Erreur journalistique, double erreur politique

Dans le Temps du 21 mars, Eric Berlinger, à La Havane, rapporte une interview d’un Cubain, Esteban,« retraité de l’industrie chimique cubaine ». En évidence, dans le texte de l’article, cette citation, en gros caractères rouges, entre guillemets, du retraité cubain, dont je reproduis la seconde phrase : « Pour nous, l’éducation et la santé sont des droits ». Je lis soigneusement l’article et y trouve la citation suivante, également entre guillemets, dont voici la seconde phrase : « Pour nous, l’éducation et la santé gratuites sont des droits ». Chercher l’erreur dans le texte mis en évidence.

Le journaliste n’avait-il pas compris la portée exacte de l’affirmation de M. Esteban ? La place accordée au texte mis en évidence est-elle seule responsable de la suppression du mot « gratuites » ? La question vaut d’être posée car les deux messages ne sont pas du tout identiques, même s’ils sont tous deux erronés, et l’on mesure ainsi les ravages que peut éventuellement faire une prétendue information médiatique. Le lecteur pressé n’aura lu que le titre en évidence.

Ce qui importe au retraité cubain, c’est la gratuité, et c’est elle qui illustre le droit à la santé ou à l’éducation.

Ce qui ressort du titre du Temps, c’est le droit à la santé et à l’éducation comme tel. Autre programme. Qu’on en juge un peu.

 

L’éducation et la santé gratuites sont des droits 

Sans doute le retraité cubain a-t-il voulu parler de la scolarisation et de la formation professionnelle et non pas de l’éducation. Cette dernière est un devoir des parents, des enseignants, de tout adulte responsable. Elle ne peut être que gratuite car elle est une transmission de valeurs. Cette transmission correspond à une volonté de grandir et de faire grandir. Elle exige une capacité de croire en l’avenir et de respecter l’autre.

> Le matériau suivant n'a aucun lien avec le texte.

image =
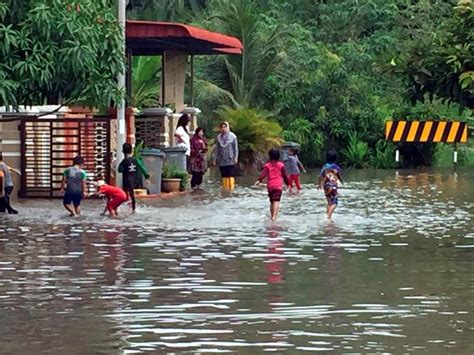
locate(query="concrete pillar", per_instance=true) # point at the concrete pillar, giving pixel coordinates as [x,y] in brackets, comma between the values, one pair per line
[193,113]
[153,127]
[175,78]
[10,145]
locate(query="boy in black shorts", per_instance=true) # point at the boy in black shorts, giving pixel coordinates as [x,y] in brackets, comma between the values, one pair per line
[129,169]
[74,186]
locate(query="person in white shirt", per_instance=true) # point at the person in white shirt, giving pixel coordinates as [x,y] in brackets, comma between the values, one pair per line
[182,135]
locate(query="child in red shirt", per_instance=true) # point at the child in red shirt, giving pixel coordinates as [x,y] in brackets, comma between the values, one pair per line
[115,196]
[274,171]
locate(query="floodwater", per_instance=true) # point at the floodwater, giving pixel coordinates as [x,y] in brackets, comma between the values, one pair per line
[208,273]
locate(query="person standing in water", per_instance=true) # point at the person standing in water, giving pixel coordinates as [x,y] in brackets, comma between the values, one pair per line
[129,168]
[7,185]
[74,186]
[115,197]
[294,168]
[329,179]
[198,161]
[274,171]
[182,136]
[226,155]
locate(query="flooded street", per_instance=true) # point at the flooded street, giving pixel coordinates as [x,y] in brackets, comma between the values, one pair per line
[209,273]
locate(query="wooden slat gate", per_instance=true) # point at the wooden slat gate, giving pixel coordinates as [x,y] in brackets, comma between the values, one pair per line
[49,145]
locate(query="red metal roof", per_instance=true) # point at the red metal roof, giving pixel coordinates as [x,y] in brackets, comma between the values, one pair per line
[152,38]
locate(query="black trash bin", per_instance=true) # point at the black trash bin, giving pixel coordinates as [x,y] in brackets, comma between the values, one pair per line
[153,162]
[176,156]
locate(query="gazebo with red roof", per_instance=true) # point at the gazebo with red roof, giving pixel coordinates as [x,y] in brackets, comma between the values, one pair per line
[174,42]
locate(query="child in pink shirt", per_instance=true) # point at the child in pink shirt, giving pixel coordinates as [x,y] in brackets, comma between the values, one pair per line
[274,171]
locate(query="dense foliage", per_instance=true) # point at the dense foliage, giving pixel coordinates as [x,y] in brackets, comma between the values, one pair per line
[329,73]
[56,51]
[332,72]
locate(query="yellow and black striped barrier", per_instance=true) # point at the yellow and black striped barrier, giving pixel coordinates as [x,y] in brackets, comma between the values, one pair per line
[426,131]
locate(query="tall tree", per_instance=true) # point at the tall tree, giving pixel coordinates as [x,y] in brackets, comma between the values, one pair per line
[56,51]
[441,63]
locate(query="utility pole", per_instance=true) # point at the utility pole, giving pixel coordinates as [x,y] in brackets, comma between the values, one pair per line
[121,128]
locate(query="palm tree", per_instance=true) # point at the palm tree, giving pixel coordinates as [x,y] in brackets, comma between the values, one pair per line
[146,81]
[243,77]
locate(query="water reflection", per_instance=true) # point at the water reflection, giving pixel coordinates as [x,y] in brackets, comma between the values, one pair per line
[209,273]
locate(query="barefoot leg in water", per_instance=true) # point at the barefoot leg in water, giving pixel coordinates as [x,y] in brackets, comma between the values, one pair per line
[330,210]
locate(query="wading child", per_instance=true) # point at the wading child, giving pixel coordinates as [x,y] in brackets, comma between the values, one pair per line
[274,171]
[115,197]
[74,186]
[6,187]
[294,168]
[329,179]
[128,167]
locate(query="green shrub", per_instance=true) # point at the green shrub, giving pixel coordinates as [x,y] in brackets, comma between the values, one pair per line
[356,153]
[256,132]
[384,157]
[171,171]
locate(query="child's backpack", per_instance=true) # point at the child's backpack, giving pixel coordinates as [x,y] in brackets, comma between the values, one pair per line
[330,174]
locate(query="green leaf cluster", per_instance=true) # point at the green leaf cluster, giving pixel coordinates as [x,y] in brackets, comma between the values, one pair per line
[56,51]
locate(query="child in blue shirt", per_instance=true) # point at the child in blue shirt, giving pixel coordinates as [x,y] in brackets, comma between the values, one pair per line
[293,168]
[329,179]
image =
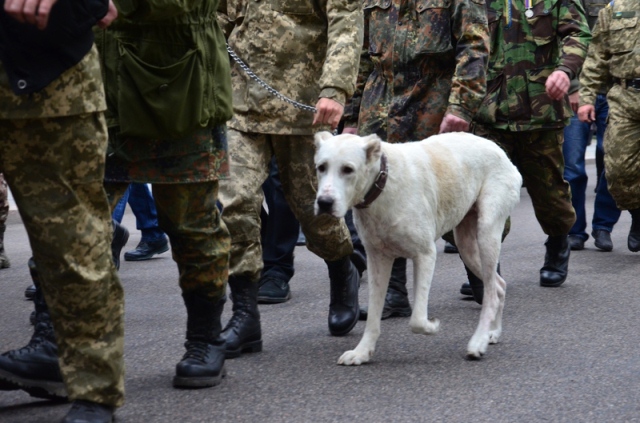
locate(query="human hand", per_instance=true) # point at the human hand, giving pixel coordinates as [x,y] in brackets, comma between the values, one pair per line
[34,12]
[587,113]
[453,123]
[574,101]
[328,112]
[350,130]
[111,15]
[557,85]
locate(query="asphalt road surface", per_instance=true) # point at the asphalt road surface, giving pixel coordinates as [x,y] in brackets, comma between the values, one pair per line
[567,354]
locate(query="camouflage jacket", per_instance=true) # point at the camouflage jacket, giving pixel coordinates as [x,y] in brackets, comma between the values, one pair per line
[614,50]
[166,70]
[526,47]
[77,91]
[420,59]
[305,49]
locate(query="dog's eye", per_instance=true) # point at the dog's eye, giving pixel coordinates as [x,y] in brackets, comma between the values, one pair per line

En revanche, on peut concevoir que tout citoyen ait  droit à une scolarisation et à une formation professionnelle et que, selon le régime politique, celles-ci soient totalement ou partiellement gratuites. La scolarisation est une condition indispensable de la démocratie ; l’analphabétisme en est un ennemi mortel. Quant à la formation professionnelle, elle représente une clé de l’autonomie et de l’indépendance de la personne, voire la richesse d’une société. La gratuité peut être une des manières choisies par un Etat d’assurer à sa population l’accès à la démocratie, à l’autonomie et à l’aisance économique.

En ce qui concerne la santé, elle n’est que gratuite, car la santé comme telle ne coûte rien. C’est la maladie ou l’invalidité qui coûtent et dont la suppression ou l’atténuation impliquent des soins, lesquels ont un prix. Qui doit le payer ? On touche ici au délicat problème des assurances maladie, invalidité, accident. Un régime politique peut en prévoir la gratuité. Ce qui importe c’est qu’il en assure l’efficacité. Le principe de la gratuité n’en est pas forcément la garantie.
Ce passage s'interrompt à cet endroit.